Suppose the experiment about methods for quitting smoking were carried out with randomized assignments of subjects to the four treatments, and researchers determined that the percentage succeeding with the combination drug/therapy method was highest, and the percentage succeeding with no drugs or therapy was lowest.
In other words, suppose there is clear evidence of an association between method used and success rate. Could it be concluded that the drug/therapy method causes success more than trying to quit without using drugs or therapy?

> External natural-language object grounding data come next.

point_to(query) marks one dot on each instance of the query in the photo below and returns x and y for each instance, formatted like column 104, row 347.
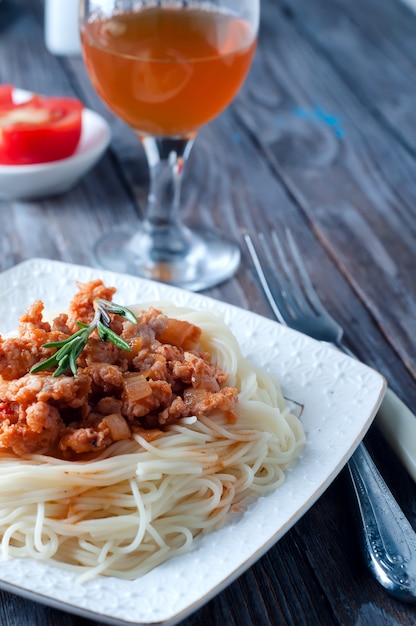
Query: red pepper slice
column 41, row 130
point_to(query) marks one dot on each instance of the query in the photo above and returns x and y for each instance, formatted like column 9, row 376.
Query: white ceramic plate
column 41, row 180
column 340, row 398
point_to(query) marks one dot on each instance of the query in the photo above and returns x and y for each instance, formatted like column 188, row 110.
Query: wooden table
column 322, row 139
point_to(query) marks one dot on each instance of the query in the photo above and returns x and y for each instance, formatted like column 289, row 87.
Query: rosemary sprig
column 68, row 350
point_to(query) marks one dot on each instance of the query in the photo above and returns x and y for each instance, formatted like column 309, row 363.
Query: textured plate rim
column 18, row 284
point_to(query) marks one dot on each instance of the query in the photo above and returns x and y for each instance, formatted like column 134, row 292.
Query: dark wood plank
column 353, row 182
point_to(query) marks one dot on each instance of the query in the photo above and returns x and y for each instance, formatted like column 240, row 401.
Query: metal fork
column 388, row 539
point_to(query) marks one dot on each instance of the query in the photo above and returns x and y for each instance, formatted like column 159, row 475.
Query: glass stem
column 166, row 158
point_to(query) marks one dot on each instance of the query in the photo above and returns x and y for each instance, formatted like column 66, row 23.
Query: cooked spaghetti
column 90, row 492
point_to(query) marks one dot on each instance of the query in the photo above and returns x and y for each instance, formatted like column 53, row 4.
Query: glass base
column 207, row 260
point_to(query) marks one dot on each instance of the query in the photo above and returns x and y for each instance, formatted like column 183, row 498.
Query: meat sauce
column 164, row 377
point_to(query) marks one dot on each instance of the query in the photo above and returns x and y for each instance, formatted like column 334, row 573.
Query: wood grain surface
column 321, row 139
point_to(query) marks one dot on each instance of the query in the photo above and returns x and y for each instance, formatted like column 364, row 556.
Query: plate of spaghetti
column 152, row 435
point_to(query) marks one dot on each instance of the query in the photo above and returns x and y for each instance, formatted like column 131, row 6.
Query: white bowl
column 25, row 182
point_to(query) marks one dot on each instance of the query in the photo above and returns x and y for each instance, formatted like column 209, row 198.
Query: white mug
column 62, row 27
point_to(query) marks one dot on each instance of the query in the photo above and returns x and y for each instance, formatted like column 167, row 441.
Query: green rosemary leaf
column 106, row 334
column 51, row 362
column 118, row 309
column 68, row 350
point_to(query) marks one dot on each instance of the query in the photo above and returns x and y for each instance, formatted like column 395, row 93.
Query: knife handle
column 389, row 541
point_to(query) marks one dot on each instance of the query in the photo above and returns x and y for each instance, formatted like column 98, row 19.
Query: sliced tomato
column 40, row 130
column 6, row 95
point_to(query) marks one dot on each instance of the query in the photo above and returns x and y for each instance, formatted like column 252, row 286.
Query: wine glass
column 166, row 67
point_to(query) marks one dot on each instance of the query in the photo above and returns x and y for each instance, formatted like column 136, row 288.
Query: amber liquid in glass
column 168, row 71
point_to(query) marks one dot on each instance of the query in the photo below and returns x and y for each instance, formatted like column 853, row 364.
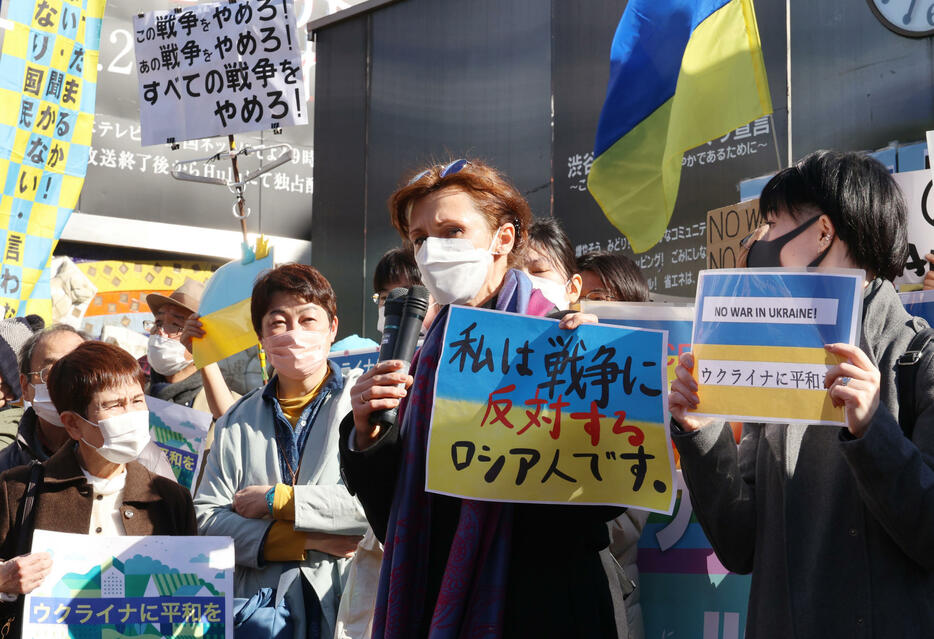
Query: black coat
column 557, row 586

Perhaps.
Although randomized controlled experiments do give us a better chance of pinning down the effects of the explanatory variable of interest, they are not completely problem-free.
For example, suppose that the manufacturers of the smoking cessation drug had just launched a very high-profile advertising campaign with the goal of convincing people that their drug is extremely effective as a method of quitting.

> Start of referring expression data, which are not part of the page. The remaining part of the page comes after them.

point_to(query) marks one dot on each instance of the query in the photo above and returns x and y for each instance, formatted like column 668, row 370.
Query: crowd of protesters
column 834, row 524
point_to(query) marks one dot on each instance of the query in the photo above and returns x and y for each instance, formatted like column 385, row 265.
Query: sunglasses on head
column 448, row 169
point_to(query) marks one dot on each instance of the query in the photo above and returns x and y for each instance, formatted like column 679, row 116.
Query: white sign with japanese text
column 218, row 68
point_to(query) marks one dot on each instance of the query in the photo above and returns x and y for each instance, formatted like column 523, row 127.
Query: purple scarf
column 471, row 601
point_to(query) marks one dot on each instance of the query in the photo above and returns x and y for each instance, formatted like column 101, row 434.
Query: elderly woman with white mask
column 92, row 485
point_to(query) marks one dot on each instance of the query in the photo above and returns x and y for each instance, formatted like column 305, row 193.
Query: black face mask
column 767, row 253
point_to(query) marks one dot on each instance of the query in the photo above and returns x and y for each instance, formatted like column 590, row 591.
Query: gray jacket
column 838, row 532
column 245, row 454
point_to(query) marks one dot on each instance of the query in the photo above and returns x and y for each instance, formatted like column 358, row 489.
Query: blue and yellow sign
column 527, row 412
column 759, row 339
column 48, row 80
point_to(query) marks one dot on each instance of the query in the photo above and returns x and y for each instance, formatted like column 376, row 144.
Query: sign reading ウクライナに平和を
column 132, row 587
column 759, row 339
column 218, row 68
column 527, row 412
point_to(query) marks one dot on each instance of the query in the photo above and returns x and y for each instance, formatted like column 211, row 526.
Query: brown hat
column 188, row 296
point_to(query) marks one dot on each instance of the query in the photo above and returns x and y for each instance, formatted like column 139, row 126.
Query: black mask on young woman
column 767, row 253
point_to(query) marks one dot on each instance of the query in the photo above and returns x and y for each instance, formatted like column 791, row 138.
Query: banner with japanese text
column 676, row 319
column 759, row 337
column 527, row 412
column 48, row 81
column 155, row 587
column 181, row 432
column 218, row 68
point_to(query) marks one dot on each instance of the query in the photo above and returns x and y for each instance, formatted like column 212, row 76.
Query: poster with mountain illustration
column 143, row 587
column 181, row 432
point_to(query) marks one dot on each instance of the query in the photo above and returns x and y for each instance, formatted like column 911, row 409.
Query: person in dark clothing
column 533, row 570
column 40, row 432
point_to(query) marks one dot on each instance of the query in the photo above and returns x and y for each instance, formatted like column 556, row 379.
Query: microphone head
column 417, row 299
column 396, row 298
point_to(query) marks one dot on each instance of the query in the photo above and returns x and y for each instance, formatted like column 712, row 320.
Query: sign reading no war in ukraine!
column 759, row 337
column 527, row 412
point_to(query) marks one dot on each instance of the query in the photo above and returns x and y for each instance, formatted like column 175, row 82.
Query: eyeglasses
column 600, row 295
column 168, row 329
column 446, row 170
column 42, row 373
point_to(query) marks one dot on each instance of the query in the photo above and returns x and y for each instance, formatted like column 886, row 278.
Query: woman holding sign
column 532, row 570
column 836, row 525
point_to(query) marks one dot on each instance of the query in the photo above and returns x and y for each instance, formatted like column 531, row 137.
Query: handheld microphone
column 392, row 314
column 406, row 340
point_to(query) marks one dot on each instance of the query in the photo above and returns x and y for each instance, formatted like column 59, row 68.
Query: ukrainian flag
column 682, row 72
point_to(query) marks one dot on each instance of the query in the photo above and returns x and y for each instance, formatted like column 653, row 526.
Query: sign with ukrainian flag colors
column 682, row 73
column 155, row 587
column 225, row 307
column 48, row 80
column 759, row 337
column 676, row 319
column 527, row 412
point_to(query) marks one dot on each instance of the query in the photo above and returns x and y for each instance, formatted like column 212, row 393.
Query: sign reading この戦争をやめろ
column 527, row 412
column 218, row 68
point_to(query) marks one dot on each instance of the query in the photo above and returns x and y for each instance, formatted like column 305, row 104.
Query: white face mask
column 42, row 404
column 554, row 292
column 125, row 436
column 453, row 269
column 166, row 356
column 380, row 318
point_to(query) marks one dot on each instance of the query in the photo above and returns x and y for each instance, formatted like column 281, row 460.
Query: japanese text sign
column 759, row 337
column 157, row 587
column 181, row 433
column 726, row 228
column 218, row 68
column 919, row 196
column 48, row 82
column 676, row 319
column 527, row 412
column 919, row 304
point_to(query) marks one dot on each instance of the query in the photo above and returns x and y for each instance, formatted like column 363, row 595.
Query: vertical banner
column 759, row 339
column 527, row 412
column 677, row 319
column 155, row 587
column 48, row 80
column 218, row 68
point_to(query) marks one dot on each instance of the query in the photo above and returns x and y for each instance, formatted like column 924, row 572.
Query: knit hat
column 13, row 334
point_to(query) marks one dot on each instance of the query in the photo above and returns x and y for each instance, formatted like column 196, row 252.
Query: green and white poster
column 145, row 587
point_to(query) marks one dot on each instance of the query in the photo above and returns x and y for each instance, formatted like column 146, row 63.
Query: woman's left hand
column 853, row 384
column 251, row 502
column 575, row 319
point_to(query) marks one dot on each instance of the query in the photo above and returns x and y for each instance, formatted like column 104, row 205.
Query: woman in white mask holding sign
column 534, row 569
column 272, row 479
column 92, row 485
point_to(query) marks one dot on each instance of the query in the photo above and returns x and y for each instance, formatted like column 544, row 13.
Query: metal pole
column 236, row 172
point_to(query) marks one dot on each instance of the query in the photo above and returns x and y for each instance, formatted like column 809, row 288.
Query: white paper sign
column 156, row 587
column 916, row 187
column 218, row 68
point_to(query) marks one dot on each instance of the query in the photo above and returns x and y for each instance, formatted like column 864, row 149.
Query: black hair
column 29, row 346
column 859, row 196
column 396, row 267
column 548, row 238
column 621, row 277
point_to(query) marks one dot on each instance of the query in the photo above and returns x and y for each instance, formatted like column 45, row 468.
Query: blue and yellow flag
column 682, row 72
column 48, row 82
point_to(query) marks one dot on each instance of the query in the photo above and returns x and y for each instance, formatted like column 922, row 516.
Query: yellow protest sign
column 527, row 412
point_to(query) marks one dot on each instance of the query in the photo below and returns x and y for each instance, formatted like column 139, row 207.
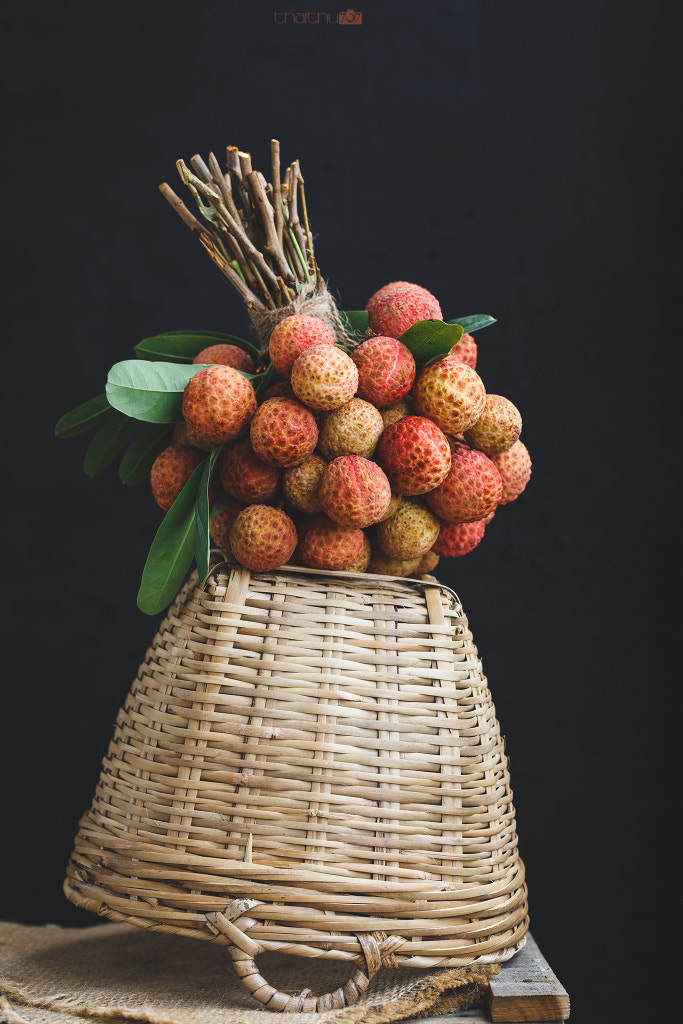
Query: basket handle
column 377, row 949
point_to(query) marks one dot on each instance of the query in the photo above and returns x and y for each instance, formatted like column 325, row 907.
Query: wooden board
column 525, row 989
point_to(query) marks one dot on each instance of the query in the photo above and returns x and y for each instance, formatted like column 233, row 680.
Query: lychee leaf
column 83, row 418
column 474, row 323
column 140, row 454
column 202, row 514
column 150, row 391
column 182, row 346
column 172, row 550
column 108, row 442
column 431, row 339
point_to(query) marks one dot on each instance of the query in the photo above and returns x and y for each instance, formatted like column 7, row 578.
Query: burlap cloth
column 120, row 972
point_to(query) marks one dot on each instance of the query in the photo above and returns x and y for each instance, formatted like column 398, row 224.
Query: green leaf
column 474, row 323
column 172, row 550
column 150, row 391
column 431, row 339
column 182, row 346
column 108, row 442
column 142, row 451
column 83, row 418
column 355, row 323
column 202, row 515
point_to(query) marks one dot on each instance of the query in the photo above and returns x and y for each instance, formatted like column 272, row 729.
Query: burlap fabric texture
column 120, row 972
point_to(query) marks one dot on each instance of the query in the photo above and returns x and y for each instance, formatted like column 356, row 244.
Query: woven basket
column 310, row 763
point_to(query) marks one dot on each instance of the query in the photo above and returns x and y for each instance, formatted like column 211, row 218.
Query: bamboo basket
column 309, row 762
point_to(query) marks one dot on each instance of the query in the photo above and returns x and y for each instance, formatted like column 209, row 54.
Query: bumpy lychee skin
column 326, row 545
column 218, row 403
column 171, row 470
column 354, row 492
column 245, row 476
column 386, row 371
column 226, row 355
column 465, row 351
column 292, row 336
column 262, row 538
column 351, row 429
column 515, row 469
column 324, row 377
column 382, row 564
column 283, row 432
column 457, row 539
column 415, row 454
column 395, row 311
column 472, row 488
column 451, row 393
column 300, row 483
column 221, row 524
column 498, row 428
column 410, row 532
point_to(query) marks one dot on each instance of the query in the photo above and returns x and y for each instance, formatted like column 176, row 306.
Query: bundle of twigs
column 258, row 235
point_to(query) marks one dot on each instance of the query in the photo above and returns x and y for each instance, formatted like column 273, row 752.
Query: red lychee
column 226, row 355
column 171, row 470
column 515, row 469
column 262, row 538
column 472, row 488
column 354, row 492
column 498, row 428
column 218, row 403
column 292, row 336
column 394, row 311
column 415, row 454
column 451, row 393
column 324, row 377
column 245, row 476
column 386, row 371
column 352, row 429
column 326, row 545
column 410, row 532
column 300, row 483
column 283, row 432
column 458, row 539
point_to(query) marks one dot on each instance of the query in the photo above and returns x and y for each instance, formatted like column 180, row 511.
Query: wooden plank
column 526, row 989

Even with a randomized assignment to treatments, there would be an important difference among subjects in the four groups: those in the drug and combination drug/therapy groups would perceive their treatment as being a promising one, and may be more likely to succeed just because of added confidence in the success of their assigned method.
Therefore, the ideal circumstance is for the subjects to be unaware of which treatment is being administered to them: in other words, subjects in an experiment should be (if possible) blind to which treatment they received.
How could researchers arrange for subjects to be blind when the treatment involved is a drug? They could administer a placebo pill to the control group, so that there are no psychological differences between those who receive the drug and those who do not. The word "placebo" is derived from a Latin word that means "to please."
It is so named because of the natural tendency of human subjects to improve just because of the "pleasing" idea of being treated, regardless of the benefits of the treatment itself. When patients improve because they are told they are receiving treatment, even though they are not actually receiving treatment, this is known as the placebo effect.
Next, how could researchers arrange for subjects to be blind when the treatment involved is a type of therapy? This is more problematic. Clearly, subjects must be aware of whether they are undergoing some type of therapy or not. There is no practical way to administer a "placebo" therapy to some subjects. Thus, the relative success of the drug/therapy treatment may be due to subjects' enhanced confidence in the success of the method they happened to be assigned. We may feel fairly certain that the method itself causes success in quitting, but we cannot be absolutely sure.
When the response of interest is fairly straightforward, such as giving up cigarettes or not, then recording its values is a simple process in which researchers need not use their own judgment in making an assessment.
There are many experiments where the response of interest is less definite, such as whether or not a cancer patient has improved, or whether or not a psychiatric patient is less depressed. In such cases, it is important for researchers who evaluate the response to be blind to which treatment the subject received, in order to prevent the experimenter effect from influencing their assessments.
If neither the subjects nor the researchers know who was assigned what treatment, then the experiment is called double-blind.
The most reliable way to determine whether the explanatory variable is actually causing changes in the response variable is to carry out a randomized controlled double-blind experiment. Depending on the variables of interest, such a design may not be entirely feasible, but the closer researchers get to achieving this ideal design, the more convincing their claims of causation (or lack thereof) are.
Indeed, in a blind experiment, the subjects are not aware of which treatment is administered to them and, in this example, they obviously were aware.
Indeed, a placebo is a dummy pill or treatment that looks like the treatment being administered in the study, but has no active ingredients. SubmitSubmit Your Answer
Some of the inherent difficulties that may be encountered in experimentation are the Hawthorne effect, lack of realism, noncompliance, and treatments that are unethical, impossible, or impractical to impose.
We already introduced a hypothetical experiment to determine if people tend to snack more while they watch TV: Recruit participants for the study. While they are presumably waiting to be interviewed, half of the individuals sit in a waiting room with snacks available and a TV on. The other half sit in a waiting room with snacks available and no TV, just magazines. Researchers determine whether people consume more snacks in the TV setting.
Suppose that, in fact, the subjects who sat in the waiting room with the TV consumed more snacks than those who sat in the room without the TV. Could we conclude that in their everyday lives, and in their own homes, people eat more snacks when the TV is on? Not necessarily, because people's behavior in this very controlled setting may be quite different from their ordinary behavior.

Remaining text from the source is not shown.